Sunday, July 20, 2014

Two Michigan stories

Perhaps there's a connection somewhere.

First there's this previously mentioned story from the Detroit Free Press:

A yearlong Free Press investigation of Michigan's charter schools found wasteful spending, conflicts of interest, poor performing schools and a failure to close the worst of the worst. Among the findings:

 Charter schools spend $1billion per year in state taxpayer money, often with little transparency.

 Some charter schools are innovative and have excellent academic outcomes — but those that don't are allowed to stay open year after year.

 A majority of the worst-ranked charter schools in Michigan have been open 10 years or more.

 Charter schools as a whole fare no better than traditional schools in educating students in poverty.

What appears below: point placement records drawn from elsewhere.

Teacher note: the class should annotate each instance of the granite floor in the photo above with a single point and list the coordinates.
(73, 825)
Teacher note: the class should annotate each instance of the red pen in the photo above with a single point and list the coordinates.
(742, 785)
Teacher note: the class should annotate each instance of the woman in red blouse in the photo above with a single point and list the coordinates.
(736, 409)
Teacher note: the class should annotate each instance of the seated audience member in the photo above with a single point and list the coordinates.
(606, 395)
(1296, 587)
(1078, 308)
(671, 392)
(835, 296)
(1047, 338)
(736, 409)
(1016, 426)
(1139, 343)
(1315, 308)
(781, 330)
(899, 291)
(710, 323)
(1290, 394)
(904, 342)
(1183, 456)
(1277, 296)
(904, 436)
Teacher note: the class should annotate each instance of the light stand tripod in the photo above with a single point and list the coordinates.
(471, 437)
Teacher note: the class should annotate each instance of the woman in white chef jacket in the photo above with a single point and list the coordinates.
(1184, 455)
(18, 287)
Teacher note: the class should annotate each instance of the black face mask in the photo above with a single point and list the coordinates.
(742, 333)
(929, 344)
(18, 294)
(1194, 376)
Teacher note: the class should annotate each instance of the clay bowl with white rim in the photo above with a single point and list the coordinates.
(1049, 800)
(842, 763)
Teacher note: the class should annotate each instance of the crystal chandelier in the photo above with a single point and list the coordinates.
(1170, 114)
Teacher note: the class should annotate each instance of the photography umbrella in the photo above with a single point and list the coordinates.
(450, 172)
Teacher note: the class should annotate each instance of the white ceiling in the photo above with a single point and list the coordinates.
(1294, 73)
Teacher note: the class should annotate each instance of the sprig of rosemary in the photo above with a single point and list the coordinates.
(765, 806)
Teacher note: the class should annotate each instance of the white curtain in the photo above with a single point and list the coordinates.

 Michigan has substantially more for-profit companies running schools than any other state.

 Some charter school board members were forced out after demanding financial details from management companies.

 State law does not prevent insider dealing and self-enrichment by those who operate schools.
And now this:
Detroit Public Schools EM shifts funds from classroom
By Dr. Thomas C. Pedroni

Many of us are shocked to learn that DPS plans to cut costs in the coming year by further increasing class sizes. Already at an unmanageable target of 38 per classroom in grades 6 through 12, Emergency Manager Jack Martin’s fiscal year 2015 budget allows class sizes in those grades to expand to 43.